Why does filter()'s closure take &Self::Item, but any()'s closure takes Self::Item?

A question a student I mentored asked on Exercism:

Why does .any(char::is_uppercase) work, but filter(char::is_uppercase) gives a compile error?

I saw the only difference is that any()'s closure takes a Self::Item while filter()'s closure takes a &Self::Item. I can kind understand why it doesn't compile, but I don't understand why the closure's parameter's type is different. Why does filter()'s closure take a reference and any()'s closure a value?

1 Like

This is because the filter callback cannot assume ownership of the value produced by an iterator. For the values that fit the condition, the iterator produced by calling filter will have to output these values. If the callback took ownership, the value would be gone.

But any is itself a predicate function. The callback can take full ownership, because the iterator itself doesn't need it anymore.

As a non-iterator example:

if condition(&value) {
    return Some(value);
} else {
    return None;
}

The condition function can't take ownership, as the if needs the value to return it if the condition is true. However, if we just want to know the existence:

if condition(value) {
    return Yes;
} else {
    return No;
}

can give up the ownership to the condition function.

9 Likes

Thanks! This is a great explanation.

So am I correct that the filter(char::is_uppercase) doesn't compile because it wants to call a closure expecting a reference to a type on a value of that type?

1 Like

Yes, that's exactly it. The is_uppercase function implements FnMut(char) -> bool, but filter wants a FnMut(&char) -> bool (with resolved types for demonstration purposes).

2 Likes

"As &mut Any, there is also the downcast_mut method, for getting a mutable reference to the inner value. Box adds the downcast method, which attempts to convert to a Box. See the Box documentation for the full details." Per the documentation.

I had a follow up question. You referred to 'Any' as a predicate type. Could you clarify that a bit and provide examples?

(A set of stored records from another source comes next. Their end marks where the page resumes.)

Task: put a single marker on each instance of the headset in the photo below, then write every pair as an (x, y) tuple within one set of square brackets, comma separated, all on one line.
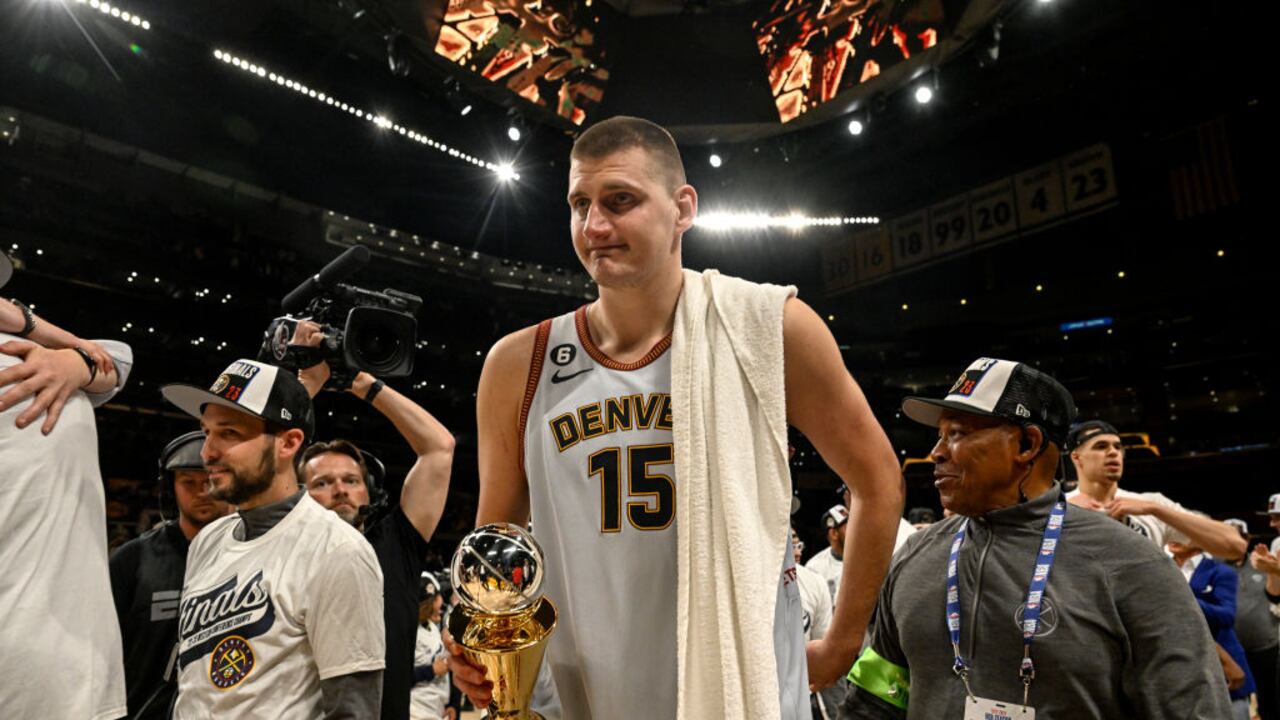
[(182, 452), (378, 499)]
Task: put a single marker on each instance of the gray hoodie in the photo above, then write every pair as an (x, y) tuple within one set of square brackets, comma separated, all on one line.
[(1120, 633)]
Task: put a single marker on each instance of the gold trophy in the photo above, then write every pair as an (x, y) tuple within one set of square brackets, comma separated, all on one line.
[(503, 621)]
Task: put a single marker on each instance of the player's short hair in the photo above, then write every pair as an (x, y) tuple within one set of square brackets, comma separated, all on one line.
[(624, 132), (341, 446)]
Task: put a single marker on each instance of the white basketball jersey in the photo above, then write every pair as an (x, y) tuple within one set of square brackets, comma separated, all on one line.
[(599, 460)]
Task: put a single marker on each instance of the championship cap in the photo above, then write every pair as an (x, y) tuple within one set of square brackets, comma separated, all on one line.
[(1272, 505), (1082, 432), (922, 515), (1002, 388), (255, 388), (430, 586), (1239, 525), (836, 516)]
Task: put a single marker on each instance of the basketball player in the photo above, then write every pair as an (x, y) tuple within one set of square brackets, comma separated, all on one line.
[(1098, 456), (599, 481), (59, 639), (282, 605), (146, 579)]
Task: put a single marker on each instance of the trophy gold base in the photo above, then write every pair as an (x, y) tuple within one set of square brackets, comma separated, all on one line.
[(510, 648)]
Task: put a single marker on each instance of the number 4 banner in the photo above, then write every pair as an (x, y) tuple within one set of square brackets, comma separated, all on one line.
[(1040, 195)]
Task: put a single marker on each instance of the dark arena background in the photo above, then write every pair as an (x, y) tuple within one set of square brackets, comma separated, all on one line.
[(1073, 183)]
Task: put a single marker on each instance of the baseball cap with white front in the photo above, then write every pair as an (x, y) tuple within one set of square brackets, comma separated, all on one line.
[(836, 516), (1002, 388), (255, 388), (1272, 505)]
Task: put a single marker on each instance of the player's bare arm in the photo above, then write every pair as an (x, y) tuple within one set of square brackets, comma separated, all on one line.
[(826, 404), (1212, 536), (503, 488)]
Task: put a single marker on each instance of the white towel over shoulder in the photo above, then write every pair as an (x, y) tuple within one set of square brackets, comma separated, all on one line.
[(728, 410)]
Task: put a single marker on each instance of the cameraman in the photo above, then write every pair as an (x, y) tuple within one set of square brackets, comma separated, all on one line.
[(336, 475)]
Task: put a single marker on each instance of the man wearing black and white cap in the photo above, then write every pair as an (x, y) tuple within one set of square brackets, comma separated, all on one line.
[(147, 572), (1023, 601), (830, 561), (1097, 454), (282, 606)]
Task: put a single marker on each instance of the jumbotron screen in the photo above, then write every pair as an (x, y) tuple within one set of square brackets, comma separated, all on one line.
[(817, 49), (544, 51)]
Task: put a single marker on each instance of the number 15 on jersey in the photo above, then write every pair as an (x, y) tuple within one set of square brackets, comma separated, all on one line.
[(650, 496)]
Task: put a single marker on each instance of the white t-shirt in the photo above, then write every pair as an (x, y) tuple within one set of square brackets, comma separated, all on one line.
[(429, 697), (830, 568), (827, 565), (816, 600), (263, 621), (59, 638), (1148, 525)]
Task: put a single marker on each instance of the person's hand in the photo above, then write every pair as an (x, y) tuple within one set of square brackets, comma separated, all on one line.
[(50, 376), (466, 677), (101, 358), (827, 662), (1264, 560), (361, 383), (1086, 501), (1121, 507), (312, 378)]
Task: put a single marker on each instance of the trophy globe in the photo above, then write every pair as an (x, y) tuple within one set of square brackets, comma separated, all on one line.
[(503, 621), (498, 570)]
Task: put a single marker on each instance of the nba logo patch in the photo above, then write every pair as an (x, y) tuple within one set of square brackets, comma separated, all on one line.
[(231, 662), (968, 382)]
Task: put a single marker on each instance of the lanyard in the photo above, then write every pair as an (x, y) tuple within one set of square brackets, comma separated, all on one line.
[(1031, 607)]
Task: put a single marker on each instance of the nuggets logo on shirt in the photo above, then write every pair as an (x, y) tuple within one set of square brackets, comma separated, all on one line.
[(231, 662), (220, 621)]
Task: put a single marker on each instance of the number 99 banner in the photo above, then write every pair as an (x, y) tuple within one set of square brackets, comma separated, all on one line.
[(1078, 183)]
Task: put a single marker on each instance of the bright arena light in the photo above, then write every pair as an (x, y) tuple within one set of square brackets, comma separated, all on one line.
[(795, 222), (504, 172), (507, 173), (108, 9)]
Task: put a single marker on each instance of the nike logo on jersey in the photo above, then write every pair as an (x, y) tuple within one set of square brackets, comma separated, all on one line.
[(560, 378)]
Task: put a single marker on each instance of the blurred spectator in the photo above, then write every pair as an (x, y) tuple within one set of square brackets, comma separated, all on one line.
[(920, 518), (429, 698), (1214, 584), (1097, 454)]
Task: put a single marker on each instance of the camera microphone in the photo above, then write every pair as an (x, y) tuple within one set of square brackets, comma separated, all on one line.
[(343, 265)]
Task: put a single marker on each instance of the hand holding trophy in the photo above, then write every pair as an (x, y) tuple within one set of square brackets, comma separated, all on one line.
[(503, 621)]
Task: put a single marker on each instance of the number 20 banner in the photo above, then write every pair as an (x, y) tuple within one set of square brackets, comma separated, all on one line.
[(1034, 199)]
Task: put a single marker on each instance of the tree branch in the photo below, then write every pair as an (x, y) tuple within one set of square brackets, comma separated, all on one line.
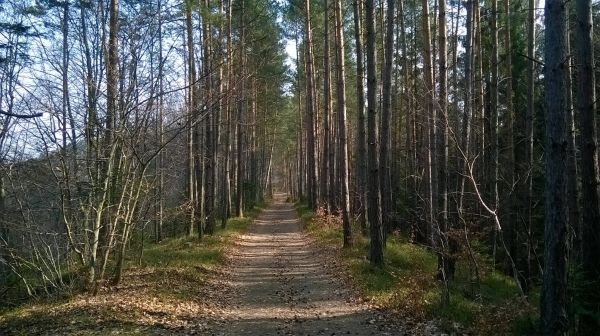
[(21, 116)]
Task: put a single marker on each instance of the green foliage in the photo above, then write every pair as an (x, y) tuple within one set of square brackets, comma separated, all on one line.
[(407, 284)]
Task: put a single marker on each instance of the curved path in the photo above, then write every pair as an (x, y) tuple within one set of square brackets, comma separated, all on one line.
[(278, 284)]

Is 'Some(x)' also a predicate type?

@phaylon said "any is […] a predicate function" (emphasis mine). Which is to say that it takes an iterator Item input and returns a bool. That returned bool is independent of the data being iterated over. As opposed to filter, which accepts a predicate function as input, but which returns a Filter struct that contains the iterator that it is filtering.

Also, the any method of the Iterator trait should not be confused with the Any trait, which is for emulating dynamic typing.

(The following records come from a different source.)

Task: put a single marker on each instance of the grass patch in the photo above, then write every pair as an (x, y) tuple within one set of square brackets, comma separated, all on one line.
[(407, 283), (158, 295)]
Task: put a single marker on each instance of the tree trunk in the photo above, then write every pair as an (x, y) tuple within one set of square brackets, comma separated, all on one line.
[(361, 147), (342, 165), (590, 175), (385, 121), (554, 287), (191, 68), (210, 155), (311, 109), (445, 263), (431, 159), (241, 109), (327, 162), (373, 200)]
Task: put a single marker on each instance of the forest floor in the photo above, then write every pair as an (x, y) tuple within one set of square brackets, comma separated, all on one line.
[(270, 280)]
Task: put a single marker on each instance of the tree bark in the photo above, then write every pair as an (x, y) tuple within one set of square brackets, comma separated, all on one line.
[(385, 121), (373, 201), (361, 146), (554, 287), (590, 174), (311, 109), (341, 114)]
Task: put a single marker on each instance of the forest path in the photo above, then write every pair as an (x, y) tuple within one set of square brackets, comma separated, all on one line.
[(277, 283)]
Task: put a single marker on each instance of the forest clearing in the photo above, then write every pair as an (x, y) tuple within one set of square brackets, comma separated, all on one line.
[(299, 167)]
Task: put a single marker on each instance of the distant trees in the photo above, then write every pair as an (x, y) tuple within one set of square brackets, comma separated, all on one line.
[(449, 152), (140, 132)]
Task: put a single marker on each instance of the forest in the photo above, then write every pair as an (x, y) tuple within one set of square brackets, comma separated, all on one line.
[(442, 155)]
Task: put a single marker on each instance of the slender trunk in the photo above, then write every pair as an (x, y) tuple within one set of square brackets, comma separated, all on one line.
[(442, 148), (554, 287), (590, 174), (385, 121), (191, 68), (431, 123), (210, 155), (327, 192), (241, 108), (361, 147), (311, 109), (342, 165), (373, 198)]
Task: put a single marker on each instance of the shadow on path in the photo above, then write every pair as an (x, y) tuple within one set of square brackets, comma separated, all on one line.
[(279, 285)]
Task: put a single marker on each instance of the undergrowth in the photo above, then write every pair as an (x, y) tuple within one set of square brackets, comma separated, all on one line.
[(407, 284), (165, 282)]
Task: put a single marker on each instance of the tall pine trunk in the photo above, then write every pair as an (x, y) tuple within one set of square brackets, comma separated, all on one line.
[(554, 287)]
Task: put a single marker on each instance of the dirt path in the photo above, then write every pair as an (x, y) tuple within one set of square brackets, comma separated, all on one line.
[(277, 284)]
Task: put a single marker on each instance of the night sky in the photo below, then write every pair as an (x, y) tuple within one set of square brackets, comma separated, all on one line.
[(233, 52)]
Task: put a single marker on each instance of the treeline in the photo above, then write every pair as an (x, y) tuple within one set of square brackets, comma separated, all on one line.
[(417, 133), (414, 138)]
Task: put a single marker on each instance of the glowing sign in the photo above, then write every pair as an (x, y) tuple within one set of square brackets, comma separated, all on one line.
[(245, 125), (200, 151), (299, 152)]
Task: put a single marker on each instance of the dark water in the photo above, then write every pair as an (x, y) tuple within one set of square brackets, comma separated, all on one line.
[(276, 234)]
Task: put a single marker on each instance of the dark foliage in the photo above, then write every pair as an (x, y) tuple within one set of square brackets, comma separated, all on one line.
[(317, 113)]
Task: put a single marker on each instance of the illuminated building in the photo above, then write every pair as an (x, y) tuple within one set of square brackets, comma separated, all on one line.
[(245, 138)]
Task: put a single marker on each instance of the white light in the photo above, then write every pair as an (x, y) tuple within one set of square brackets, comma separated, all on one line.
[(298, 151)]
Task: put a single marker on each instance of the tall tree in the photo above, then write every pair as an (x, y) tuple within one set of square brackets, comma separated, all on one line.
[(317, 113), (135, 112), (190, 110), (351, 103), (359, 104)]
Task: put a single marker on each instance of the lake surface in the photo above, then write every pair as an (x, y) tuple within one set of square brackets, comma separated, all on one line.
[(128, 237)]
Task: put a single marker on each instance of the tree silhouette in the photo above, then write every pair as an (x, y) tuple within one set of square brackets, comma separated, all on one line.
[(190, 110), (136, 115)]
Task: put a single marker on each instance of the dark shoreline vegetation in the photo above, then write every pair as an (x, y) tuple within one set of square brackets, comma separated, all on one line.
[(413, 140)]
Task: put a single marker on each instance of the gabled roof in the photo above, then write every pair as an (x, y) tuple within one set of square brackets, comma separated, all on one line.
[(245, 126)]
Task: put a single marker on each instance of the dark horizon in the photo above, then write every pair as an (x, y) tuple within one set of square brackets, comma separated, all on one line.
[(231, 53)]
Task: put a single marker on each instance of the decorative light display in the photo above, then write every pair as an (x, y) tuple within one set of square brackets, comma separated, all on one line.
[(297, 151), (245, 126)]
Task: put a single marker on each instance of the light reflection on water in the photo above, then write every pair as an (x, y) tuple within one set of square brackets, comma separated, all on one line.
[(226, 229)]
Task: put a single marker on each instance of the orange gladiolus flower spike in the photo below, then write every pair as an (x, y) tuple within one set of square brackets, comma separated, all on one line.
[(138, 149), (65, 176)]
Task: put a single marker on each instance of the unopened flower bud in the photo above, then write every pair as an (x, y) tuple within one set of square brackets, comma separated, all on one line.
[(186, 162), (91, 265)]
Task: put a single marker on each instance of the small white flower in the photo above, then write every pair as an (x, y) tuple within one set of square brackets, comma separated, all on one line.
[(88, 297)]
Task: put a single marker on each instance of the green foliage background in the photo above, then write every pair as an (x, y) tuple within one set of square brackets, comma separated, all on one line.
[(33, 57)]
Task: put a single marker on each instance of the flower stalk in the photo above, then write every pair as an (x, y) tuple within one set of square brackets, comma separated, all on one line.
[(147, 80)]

No. In this context, I belive @phaylon was using the term "predicate function" to refer to one that is applied to elements of an iterator and returns a bool. See all the parameters to Iterator methods which have the name predicate such as find and skip_while. Anything that takes an iterator's Item as input and returns a boolean can be a predicate function.

Some(x) is an expression which creates an Option enum value which is the Option::Some variant with associated value x. You typically just see Some(x) because use Option::Some; is part of the prelude that is automatically included.

3 Likes

Thanks baumanj that clarifies it and I have since reread the docs on the Any trait. I thought I was seeing something new here but misunderstood what I read. Duh.

I have a minor interest in dynamics and have played with implementing external (PICK databasic) language syntax, overloads and data structures in C#. The point being I am a fan of the Any trait and unsafe language features. Nicely done.

So then... I want to pay close attention to leveraging predicate logic during design then? I saw the potential of large bit mapped results for example. I am not sure.

I am not clear on how much consideration I should give to functional programming in general but am very impressed with Haskel and their community.

It occured to me once again in studying the memory management and cache lines. IE. The dirty and invalid bits and interaction between L1 and L2. Performance oriented from the ground up.

Predicates have use cases for sure. Filter looks good too. The static features seem important as well. I like this language a lot.

Also, I think NTFS has a component using bools for occupied disk doesn't it?

I still struggle with the low level thinking needed for Rust. However, every time I think I will need write a library I find a crate. BTree libraries (2015) for example. Awesome.